Teenage Girls Take on a Brutal Sport

A group of high school girls bring the foreign game to Harlem.

ByABC News via logo
February 12, 2009, 11:17 AM

June 29, 2008 — -- Amber Medina lives in the Bronx and can boast a 99 average in school. She is undoubtedly an exceptional student.

After school, she plays rugby.

She is one of a group of girls that have brought this foreign sport, with terms like "scrum" and a point system that makes even American football scoring seem logical, to the concrete jungle of East Harlem.

What the girls have learned, along with the unfamiliar rules of the sport, is the value of comraderie within their team and the importance of empowerment.

"It doesn't really fit together," Medina told "Good Morning America Weekend Edition." "But it's me, you know?"

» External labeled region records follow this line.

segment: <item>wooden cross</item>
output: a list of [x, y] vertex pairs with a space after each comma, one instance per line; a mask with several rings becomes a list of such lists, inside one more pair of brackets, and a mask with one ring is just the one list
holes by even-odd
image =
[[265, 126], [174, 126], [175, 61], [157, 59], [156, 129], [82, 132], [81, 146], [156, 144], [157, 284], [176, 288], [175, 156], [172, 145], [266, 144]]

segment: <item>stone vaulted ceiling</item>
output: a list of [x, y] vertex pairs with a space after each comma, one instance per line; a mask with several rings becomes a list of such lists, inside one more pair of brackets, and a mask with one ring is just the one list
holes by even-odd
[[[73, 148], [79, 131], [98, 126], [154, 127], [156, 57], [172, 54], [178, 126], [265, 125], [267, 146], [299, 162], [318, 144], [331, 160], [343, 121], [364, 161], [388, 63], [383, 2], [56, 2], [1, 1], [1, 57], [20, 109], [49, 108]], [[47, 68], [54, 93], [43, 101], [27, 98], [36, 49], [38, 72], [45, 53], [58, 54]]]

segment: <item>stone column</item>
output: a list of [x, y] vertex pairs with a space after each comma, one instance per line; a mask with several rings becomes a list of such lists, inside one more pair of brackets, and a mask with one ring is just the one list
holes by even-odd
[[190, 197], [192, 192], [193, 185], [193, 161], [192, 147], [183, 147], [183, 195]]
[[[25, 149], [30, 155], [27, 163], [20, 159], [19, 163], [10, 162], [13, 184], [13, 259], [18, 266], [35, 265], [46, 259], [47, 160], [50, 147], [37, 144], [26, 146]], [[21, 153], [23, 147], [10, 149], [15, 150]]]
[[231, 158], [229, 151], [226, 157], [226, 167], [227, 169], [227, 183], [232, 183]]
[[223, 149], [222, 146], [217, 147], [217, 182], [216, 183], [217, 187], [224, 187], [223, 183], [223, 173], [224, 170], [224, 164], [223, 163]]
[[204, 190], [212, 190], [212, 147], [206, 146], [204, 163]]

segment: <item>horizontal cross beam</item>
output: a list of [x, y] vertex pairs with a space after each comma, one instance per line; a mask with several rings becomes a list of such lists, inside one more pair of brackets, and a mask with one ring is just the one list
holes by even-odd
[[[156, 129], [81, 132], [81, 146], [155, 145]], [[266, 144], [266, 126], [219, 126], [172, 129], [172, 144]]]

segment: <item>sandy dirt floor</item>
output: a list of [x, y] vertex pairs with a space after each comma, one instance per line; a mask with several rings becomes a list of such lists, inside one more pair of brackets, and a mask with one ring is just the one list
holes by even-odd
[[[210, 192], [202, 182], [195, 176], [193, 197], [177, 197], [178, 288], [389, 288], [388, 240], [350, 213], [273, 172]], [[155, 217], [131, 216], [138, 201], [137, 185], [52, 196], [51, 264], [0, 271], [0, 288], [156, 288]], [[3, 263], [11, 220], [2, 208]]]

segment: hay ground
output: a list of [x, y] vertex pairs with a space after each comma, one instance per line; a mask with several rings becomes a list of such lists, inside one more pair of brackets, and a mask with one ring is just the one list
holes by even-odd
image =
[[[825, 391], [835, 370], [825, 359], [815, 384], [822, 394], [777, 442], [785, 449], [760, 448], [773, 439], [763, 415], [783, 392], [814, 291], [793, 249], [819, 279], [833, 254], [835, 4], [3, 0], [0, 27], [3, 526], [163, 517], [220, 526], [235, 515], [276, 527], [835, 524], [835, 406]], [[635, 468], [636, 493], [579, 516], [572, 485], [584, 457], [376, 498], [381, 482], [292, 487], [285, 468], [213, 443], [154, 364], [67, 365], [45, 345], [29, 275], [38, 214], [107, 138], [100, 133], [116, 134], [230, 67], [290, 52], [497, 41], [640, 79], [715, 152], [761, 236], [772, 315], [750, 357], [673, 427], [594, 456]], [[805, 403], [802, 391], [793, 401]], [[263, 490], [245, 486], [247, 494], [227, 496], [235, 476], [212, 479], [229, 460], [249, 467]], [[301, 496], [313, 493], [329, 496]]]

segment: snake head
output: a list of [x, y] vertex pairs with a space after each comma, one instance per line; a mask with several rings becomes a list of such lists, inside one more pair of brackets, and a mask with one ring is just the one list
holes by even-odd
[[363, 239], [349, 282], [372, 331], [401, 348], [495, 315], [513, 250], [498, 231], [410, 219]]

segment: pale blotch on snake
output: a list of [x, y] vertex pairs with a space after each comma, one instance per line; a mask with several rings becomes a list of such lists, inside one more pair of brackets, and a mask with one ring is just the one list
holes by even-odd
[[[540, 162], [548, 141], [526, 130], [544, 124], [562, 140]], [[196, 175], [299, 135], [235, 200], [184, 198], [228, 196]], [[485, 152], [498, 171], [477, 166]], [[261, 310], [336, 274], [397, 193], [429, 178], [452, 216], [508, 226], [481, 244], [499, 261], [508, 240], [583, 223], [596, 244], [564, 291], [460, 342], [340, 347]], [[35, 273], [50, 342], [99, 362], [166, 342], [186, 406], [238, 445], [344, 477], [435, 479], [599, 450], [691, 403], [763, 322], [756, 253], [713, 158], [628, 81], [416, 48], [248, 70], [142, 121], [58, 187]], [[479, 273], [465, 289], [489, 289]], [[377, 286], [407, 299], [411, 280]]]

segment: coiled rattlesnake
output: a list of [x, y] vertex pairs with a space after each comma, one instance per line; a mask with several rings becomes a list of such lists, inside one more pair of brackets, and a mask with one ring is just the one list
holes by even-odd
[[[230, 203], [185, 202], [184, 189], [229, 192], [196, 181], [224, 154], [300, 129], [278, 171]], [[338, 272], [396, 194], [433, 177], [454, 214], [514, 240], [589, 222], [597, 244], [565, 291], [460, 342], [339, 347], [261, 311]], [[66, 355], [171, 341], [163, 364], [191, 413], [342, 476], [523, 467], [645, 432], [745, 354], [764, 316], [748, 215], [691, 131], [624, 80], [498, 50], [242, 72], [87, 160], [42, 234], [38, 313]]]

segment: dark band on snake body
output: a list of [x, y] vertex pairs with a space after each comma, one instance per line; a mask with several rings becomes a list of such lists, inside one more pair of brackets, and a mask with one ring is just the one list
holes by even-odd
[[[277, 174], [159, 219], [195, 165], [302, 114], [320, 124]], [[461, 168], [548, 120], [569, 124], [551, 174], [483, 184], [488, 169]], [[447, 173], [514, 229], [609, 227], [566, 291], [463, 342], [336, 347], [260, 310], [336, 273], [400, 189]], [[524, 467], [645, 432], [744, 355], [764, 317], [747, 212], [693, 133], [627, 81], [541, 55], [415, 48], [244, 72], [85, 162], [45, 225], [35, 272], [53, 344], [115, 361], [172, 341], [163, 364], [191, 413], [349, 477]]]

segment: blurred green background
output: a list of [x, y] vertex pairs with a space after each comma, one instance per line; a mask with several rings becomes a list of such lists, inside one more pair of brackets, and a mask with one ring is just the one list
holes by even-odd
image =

Medina said one of her teachers turned her and other girls on to rugby.

"My global teacher, Ms. Lake, used to come in with bruises and we were like, 'What's wrong with her? She gets beat every week?'" joked Medina. "And then she told us about rugby."

Like most of the girls, Medina was completely unfamiliar with the game before the teacher, Lisa Lake, explained it to them as their coach right in the middle of their first game. But the team learned and developed, as did each member.

"I'm matured so much," Medina said. "I've become a different person to myself."

At home, Amber's mother is more hesitant.

"I didn't want her to play," Carmen Medina said." "It's a rough sport -- a manly sport. And she doesn't even look like the type to play. It's like, 'Wow,' incredible."

Lake agreed.

"She came to us as a non-athlete," Lake said of Medina. "And because she's so smart and works so hard, she's a starting hooker [position in rugby] and she's a great rugby player."